Compared to the frilled shark, the southern African frilled shark has several proportional differences, including a longer head and gill slits, more widely spaced eyes and nares, broader mouth, and a greater distance between the head and the pectoral fins. The largest known female is the immature 117 cm long holotype, and the largest known males measure 99 cm long. In life the shark is dark gray, but covered with a thin membrane that gives it a uniform dark brown color.

While it is similar to the frilled shark externally, there are several internal differences between the two species. The Southern African frilled shark has fewer vertebral centra (147 compared to 160-171) and the transition between monospondylous precaudal (MP) centra and diplospondylous precaudal (DP) centra happens earlier (at the 18th centra (at the end of the pectoral fins) compared to the 72-75th centra (around the pelvic fins).
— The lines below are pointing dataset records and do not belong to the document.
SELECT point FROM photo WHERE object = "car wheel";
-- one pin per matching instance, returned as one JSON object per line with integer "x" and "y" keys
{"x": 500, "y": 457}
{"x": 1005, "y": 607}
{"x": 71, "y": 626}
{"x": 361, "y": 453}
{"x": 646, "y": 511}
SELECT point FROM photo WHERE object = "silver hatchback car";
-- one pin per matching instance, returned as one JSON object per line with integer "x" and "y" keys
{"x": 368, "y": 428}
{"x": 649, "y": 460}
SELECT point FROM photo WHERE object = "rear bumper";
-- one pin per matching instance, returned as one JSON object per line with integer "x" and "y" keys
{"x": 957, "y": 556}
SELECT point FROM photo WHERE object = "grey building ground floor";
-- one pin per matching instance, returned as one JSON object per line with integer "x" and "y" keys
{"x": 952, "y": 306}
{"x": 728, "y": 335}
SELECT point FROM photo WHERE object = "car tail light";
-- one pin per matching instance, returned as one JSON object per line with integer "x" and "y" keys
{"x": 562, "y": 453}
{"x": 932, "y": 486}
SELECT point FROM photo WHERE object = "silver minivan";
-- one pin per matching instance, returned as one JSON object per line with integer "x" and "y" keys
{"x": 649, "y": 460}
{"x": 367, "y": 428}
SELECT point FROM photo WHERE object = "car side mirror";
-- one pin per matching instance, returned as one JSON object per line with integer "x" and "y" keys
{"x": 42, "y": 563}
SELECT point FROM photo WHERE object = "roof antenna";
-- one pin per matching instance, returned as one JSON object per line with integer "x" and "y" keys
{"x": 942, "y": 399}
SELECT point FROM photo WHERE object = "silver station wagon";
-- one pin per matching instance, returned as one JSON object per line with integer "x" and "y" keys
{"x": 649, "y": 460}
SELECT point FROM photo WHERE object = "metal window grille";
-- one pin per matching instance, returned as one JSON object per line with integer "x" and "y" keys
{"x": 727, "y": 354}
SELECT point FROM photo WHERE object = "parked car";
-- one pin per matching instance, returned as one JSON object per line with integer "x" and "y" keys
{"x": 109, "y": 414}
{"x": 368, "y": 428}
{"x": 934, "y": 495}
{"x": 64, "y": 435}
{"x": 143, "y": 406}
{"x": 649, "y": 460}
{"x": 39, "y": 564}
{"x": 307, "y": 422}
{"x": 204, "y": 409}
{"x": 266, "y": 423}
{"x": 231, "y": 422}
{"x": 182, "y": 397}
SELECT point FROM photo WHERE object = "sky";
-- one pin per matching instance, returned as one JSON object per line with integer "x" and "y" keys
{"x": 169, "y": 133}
They also have fewer spiral intestinal valve (26-28 compared to 35-49). Although the sample size is limited, the Southern African frilled shark also seems to have a different pectoral fin skeletal structure (such as having more radial segments) and has more radials in the anal fin.

==Biology and ecology==

=== Diet ===
From stomach contents, the southern African frilled shark seems to feed mainly on smaller sharks such as the African sawtail catshark (Galeus polli). Its jaws, buccal cavity, and abdomen are all highly distensible, suggesting that this shark is specialized for capturing and swallowing whole large prey, with its rows of needle-like, recurved teeth preventing escape. One 92 cm long specimen was found to have swallowed a ghost catshark (Apristurus sp.) that measured 40% of its body length.

=== Reproduction ===
Although adult females are unknown, the southern African frilled shark is presumed to be aplacental viviparous like the frilled shark. Males mature sexually at a length of 91.5 cm.

==Human interactions==
The conservation status of the southern African frilled shark has been evaluated as least concern by the International Union for Conservation of Nature (IUCN).